The words of a man who inspired me in India come to mind: “We need to experiment, when you use art as a tool, you walk on the inside of your introspect. You become like a speck of dust within yourself. If you take that journey, then the whole of the arrogance of power and wealth shrinks. It is here that Muhammad, Buddha, and Jesus began. This wisdom you can not buy at a department store, nor acquire at Princeton or Harvard. This comes from deep within. Be a child all your life and question all things,” he told me as he pointed to his heart. “Be naked from here.”
I love this description of the creative process. His words have never left me and I often reflect on the meaning art has had in my life. My ability to create has led me to be able to manifest my dreams and overcome obstacles in my life.
I believe art is a vital tool that we can use to overcome obstacles and create a more diverse and understanding world for our children to inherent. When it comes to my own healing experience through the Arts I have carried a journal with me I call it my Wisdom Journal and I fill it full of sketches and moments in time that I am trying to capture. I release a feeling that's been on my mind and let it go through my drawings.
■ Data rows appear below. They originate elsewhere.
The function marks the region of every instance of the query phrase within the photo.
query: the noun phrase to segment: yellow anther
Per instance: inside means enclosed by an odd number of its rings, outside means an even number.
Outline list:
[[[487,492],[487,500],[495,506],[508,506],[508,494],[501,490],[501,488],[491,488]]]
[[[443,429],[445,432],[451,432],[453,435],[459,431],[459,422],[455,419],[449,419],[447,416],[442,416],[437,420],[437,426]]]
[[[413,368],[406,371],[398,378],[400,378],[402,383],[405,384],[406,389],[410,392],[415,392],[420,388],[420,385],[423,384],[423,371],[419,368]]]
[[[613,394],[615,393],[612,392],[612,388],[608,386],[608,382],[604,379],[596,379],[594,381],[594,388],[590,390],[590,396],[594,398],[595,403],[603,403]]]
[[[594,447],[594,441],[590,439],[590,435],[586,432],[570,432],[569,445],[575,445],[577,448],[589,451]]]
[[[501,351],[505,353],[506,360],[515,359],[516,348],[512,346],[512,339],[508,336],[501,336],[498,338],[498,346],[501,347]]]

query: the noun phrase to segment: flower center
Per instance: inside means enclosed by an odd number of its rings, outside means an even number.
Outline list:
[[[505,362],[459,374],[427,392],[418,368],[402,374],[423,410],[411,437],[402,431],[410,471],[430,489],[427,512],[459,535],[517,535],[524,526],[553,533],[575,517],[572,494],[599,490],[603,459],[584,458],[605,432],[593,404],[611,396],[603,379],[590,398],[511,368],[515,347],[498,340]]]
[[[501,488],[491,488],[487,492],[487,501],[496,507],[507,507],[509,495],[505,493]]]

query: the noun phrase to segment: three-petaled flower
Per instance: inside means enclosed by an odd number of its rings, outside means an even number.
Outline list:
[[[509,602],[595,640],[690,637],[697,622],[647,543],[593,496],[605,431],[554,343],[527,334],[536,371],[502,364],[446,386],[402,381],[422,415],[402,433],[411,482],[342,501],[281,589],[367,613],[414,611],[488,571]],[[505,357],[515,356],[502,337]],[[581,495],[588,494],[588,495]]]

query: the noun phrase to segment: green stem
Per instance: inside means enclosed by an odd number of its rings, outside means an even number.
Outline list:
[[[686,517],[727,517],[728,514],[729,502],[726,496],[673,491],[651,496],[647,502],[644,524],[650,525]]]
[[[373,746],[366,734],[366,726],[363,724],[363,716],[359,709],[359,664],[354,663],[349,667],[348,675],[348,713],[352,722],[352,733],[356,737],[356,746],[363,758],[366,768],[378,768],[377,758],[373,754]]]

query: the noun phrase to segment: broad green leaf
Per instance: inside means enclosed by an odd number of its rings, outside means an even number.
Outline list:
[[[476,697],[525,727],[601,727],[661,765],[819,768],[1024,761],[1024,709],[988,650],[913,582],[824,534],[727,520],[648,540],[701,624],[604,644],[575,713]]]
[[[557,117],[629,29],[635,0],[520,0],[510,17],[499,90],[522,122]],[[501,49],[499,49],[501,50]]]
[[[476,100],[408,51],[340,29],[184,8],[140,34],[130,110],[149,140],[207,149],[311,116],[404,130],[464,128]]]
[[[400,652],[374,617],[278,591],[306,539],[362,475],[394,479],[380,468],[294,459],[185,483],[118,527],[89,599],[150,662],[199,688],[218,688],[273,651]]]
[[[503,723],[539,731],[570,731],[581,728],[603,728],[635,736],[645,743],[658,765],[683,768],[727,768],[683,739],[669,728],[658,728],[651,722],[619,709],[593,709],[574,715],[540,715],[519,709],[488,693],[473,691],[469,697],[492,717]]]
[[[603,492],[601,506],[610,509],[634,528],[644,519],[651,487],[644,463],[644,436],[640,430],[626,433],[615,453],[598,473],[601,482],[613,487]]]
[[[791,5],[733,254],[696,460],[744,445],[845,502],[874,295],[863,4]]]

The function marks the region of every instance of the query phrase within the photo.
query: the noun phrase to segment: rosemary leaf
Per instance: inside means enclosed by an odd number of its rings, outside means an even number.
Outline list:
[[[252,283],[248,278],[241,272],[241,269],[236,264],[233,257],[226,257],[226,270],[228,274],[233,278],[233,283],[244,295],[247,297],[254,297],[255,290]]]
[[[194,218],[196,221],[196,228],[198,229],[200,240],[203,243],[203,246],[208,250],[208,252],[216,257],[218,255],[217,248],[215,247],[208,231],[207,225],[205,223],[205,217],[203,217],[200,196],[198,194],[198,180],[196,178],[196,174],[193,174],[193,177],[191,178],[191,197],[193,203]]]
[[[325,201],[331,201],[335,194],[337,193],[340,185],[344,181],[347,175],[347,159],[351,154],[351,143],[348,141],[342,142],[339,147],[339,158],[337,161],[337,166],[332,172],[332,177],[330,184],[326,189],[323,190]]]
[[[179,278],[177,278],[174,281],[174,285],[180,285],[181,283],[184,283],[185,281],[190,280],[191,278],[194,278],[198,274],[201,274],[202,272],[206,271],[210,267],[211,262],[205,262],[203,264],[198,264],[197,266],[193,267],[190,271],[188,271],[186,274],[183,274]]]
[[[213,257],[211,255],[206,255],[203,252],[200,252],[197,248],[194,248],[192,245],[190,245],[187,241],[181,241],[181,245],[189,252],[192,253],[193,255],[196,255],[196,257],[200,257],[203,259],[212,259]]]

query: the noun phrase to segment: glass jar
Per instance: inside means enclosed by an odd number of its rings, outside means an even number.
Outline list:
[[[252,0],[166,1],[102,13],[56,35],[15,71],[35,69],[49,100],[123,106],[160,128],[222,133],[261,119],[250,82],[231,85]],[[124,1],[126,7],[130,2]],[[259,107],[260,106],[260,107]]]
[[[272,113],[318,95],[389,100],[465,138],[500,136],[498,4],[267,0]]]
I then try to put words and go deeper into my artwork with interpretations that I write in my journal. This has been very therapeutic for me, and has given me great insight into my field of interest at the moment: Art Therapy.
What advice do you have for people considering taking a gap year?
The best advice I can give to someone who is considering to take a gap year is to give yourself permission to follow what you're curious about. So, what are you curious about ? Write it down: all the questions you have, all the things you want to do, and then make it your intention to go out in the world and make it happen.
I think it's important to realize that when you're considering a gap year, you are already taking the first step to making it a reality. It is clearly already something that is on your mind; it's just waiting for you to make the decision. So just do it and see what happens. What do you have to lose?
To let yourself be free, to explore these curiosities, will take you farther than you can ever imagine. I feel very validated in my decisions and when I look back, all those setbacks and times people said no to me, I can’t help but feel grateful to them because it led me where I am now.
The best thing you can do is make connections with people who have already experienced it. Do not be afraid to ask questions and try to enter into any conversation with the willingness to learn something.
These people are full of wisdom. They have been there and they truly want to help you get out there and see the crazy world we all inhabit. And if you're traveling, the next best thing is a good book to take you there.